Will be available shortly.
|
Nice to see this implemented. Like others have said, there's still room for tweaks/updates to the formulas, but I think the results are pretty reasonable as-is, and it's nice to finally have a less-subjective way of comparing players' strengths.
|
The top ranks moved around a bit! Hwasin first, Savior second, Stork dropping to third. It'll be interesting to see how these ranks end up after the current season of leagues.
|
I was thinking about this. Starcraft is a lot different then other things because there are 3 races. Some players are very good at a certain MU and not as good on others. I think it would be more accurate to add in that factor.

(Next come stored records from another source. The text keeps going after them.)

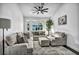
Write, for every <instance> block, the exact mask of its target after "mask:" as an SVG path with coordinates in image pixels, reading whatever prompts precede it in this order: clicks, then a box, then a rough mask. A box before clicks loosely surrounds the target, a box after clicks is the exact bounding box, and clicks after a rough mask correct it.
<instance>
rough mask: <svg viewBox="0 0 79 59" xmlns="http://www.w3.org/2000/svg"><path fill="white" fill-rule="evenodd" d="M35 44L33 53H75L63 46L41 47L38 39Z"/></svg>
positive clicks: (44, 54) (33, 54) (41, 53)
mask: <svg viewBox="0 0 79 59" xmlns="http://www.w3.org/2000/svg"><path fill="white" fill-rule="evenodd" d="M33 46H34V47H33V55H75V53H73V52H72V51H70V50H68V49H66V48H65V47H63V46H57V47H51V46H49V47H41V46H40V45H39V42H38V41H34V42H33Z"/></svg>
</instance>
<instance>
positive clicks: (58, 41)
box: [50, 32, 67, 46]
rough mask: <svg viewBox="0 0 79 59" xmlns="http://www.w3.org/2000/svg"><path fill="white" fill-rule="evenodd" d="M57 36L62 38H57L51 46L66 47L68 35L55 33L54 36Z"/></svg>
mask: <svg viewBox="0 0 79 59" xmlns="http://www.w3.org/2000/svg"><path fill="white" fill-rule="evenodd" d="M55 34H57V35H59V36H60V37H55V39H54V40H52V41H51V42H50V44H51V46H58V45H66V42H67V35H66V34H65V33H64V32H55V33H54V35H55Z"/></svg>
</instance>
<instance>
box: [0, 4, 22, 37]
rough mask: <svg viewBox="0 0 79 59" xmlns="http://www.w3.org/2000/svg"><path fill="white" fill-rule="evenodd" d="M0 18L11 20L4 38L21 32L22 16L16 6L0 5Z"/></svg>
mask: <svg viewBox="0 0 79 59" xmlns="http://www.w3.org/2000/svg"><path fill="white" fill-rule="evenodd" d="M0 18H8V19H10V20H11V28H10V29H9V30H8V31H6V30H5V36H6V35H9V34H11V33H16V32H22V31H23V15H22V13H21V11H20V10H19V7H18V5H17V4H6V3H4V4H0ZM0 36H2V29H0Z"/></svg>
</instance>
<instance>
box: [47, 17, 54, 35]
mask: <svg viewBox="0 0 79 59" xmlns="http://www.w3.org/2000/svg"><path fill="white" fill-rule="evenodd" d="M53 24H54V23H53V21H52V20H51V19H50V18H49V20H47V21H46V26H47V31H48V36H49V31H50V30H51V26H52V25H53Z"/></svg>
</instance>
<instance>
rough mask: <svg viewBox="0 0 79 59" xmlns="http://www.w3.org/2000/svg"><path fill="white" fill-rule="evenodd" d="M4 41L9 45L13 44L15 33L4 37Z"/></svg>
mask: <svg viewBox="0 0 79 59" xmlns="http://www.w3.org/2000/svg"><path fill="white" fill-rule="evenodd" d="M6 43H7V44H8V45H9V46H10V45H14V44H15V43H16V34H12V35H10V36H7V37H6Z"/></svg>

It would probably be better to have 3 different elo ratings per player (well, technically 9 in case someone off-races), and when they play another player, only that specific elo rating would be affected. The overall elo rating for the player would be the length of the vector (square root of the sum of the squares).
I'm not sure if you are still working on this, or if there are other rating systems that are specifically meant to deal with what I'm talking about.
|
Yes, I agree that having different ratings for each matchup (although the overall rating could stay as it is) would be very interesting. It would lead to higher peaks (and lower lows), since a player is rarely as good in all matchups as they are in their best (or as bad as they are in their worst), plus you could use it for things like seeing who's truly a one-matchup wonder, what a player's best MU actually is, making more accurate predictions of matches, etc.
I think they might have even implemented this in the background or something because I remember there was a post where a TL admin provided a graph of a player's rating over time in one particular matchup, or something like that.
|
Reason for bumping old thread : new idea
It strikes me there is a interest in the community for a measure of pro-players on the rise, and the power rank does not fully address this need. For those who find the power rank to be too much dependant on speculation and opinion, it would be nice if the auto-analysis of the TL elo system were to be extended. I'm talking; measuring derivatives and ranges of elo variation over time.
Can the relavent TL techys hear me on this frequency?
|
|
|
|